1.7 - Random Errors and Prediction

So far, we have focused on estimating a univariate population mean, E(Y), and quantifying our uncertainty about the estimate via confidence intervals or hypothesis tests. In this section, we consider a different problem, that of "prediction." In particular, rather than estimating the mean of a population of Y-values based on a sample, Y1,...,Yn, consider predicting an individual Y-value picked at random from the population.

Intuitively, this sounds like a more difficult problem. Imagine that rather than just estimating the mean sale price of single-family homes in the housing market based on our sample of 30 homes, we have to predict the sale price of an individual single-family home that has just come onto the market. Presumably, we’ll be less certain about our prediction than we were about our estimate of the population mean (since it seems likely that we could be farther from the truth with our prediction than when we estimated the mean—for example, there is a chance that the new home could be a real bargain or totally overpriced). Statistically speaking, there is "extra uncertainty" that arises with prediction—the population distribution of data values, Y (more relevant to prediction problems), is much more variable than the sampling distribution of sample means, MY (more relevant to mean estimation problems).

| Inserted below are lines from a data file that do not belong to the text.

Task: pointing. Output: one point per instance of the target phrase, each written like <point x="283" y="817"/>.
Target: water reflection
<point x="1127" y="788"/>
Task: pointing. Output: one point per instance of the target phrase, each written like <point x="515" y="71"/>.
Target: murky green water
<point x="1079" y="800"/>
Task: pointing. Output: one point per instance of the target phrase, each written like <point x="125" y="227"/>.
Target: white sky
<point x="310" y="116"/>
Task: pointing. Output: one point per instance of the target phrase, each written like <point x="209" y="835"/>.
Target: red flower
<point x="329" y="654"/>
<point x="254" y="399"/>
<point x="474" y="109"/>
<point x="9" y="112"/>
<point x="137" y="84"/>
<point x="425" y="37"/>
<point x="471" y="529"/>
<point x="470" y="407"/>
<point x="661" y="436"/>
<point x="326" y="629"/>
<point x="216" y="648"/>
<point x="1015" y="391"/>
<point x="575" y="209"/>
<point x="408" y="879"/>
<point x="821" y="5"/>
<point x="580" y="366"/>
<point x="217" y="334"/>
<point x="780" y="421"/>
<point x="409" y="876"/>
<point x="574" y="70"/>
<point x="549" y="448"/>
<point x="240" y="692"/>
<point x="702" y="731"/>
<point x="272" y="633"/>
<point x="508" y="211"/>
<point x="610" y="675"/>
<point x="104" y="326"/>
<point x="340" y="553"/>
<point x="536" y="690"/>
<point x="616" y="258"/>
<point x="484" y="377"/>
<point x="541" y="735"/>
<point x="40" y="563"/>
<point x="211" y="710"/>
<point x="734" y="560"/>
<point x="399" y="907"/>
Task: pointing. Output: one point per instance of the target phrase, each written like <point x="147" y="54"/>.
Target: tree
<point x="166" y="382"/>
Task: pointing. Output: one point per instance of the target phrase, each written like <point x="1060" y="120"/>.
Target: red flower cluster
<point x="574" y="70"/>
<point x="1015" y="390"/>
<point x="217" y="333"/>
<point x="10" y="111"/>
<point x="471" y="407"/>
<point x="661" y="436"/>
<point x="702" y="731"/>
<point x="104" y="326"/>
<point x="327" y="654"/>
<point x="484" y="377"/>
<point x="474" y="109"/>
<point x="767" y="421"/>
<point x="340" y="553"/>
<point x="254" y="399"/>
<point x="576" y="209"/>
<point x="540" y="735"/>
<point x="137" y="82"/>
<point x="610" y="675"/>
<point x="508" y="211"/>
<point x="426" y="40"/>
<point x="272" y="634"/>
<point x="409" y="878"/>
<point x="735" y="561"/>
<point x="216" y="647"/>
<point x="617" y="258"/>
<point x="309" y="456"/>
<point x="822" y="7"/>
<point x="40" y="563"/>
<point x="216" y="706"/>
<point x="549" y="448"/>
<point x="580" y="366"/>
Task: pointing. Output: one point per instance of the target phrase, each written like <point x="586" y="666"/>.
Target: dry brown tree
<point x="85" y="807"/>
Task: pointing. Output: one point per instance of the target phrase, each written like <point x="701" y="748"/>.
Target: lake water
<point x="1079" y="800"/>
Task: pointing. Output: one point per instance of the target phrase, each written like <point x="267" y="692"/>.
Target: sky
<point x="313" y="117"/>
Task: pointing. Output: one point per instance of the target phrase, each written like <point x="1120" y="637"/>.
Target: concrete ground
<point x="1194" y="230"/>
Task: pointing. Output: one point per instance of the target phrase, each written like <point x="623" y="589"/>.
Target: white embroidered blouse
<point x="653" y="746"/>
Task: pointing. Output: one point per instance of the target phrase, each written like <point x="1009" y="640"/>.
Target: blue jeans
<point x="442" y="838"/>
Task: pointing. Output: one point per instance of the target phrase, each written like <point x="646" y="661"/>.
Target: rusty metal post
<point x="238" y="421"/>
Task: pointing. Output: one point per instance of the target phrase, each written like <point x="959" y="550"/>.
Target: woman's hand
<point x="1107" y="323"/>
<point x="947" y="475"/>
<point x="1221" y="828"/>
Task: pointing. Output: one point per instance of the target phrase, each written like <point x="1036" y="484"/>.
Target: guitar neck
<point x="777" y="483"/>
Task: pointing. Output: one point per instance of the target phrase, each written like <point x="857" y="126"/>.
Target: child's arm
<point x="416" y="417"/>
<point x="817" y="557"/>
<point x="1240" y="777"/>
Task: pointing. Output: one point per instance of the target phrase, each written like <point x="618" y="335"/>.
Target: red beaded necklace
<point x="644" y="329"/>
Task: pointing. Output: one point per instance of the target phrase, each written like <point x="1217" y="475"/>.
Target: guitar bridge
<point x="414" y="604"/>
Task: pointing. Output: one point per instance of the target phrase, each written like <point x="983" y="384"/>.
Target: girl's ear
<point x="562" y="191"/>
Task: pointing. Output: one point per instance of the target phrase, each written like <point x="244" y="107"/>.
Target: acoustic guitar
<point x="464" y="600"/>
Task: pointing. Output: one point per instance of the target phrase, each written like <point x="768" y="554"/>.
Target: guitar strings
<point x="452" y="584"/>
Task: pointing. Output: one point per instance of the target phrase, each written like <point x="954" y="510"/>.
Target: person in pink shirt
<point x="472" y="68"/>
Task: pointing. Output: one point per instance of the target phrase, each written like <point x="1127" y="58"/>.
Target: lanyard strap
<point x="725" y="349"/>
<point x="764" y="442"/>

We can tackle prediction problems with a similar process to that of using a confidence interval to tackle estimating a population mean. In particular, we can calculate a prediction interval of the form "point estimate ± uncertainty" or "(point estimate − uncertainty, point estimate + uncertainty)." The point estimate is the same one that we used for estimating the population mean, that is, the observed sample mean, mY. This is because mY is an unbiased estimate of the population mean, E(Y), and we assume that the individual Y-value we are predicting is a member of this population. As discussed in the preceding paragraph, however, the "uncertainty" is larger for prediction intervals than for confidence intervals. To see how much larger, we need to return to the notion of a model that we introduced in Section 1.2.

We can express the model we’ve been using to estimate the population mean, E(Y), as Y-value = deterministic part + random error or Yi = E(Y) + ei (i = 1,...,n). In other words, each sample Yi-value (the index i keeps track of the sample observations) can be decomposed into two pieces, a deterministic part that is the same for all values, and a random error part that varies from observation to observation. A convenient choice for the deterministic part is the population mean, E(Y), since then the random errors have a (population) mean of zero. Since E(Y) is the same for all Y-values, the random errors, e, have the same standard deviation as the Y-values themselves, that is, SD(Y). We can use this decomposition to derive the confidence interval and hypothesis test results of Sections 1.5 and 1.6 (although it would take more mathematics than we really need for our purposes in this course). Moreover, we can also use this decomposition to motivate the precise form of the uncertainty needed for prediction intervals (without having to get into too much mathematical detail).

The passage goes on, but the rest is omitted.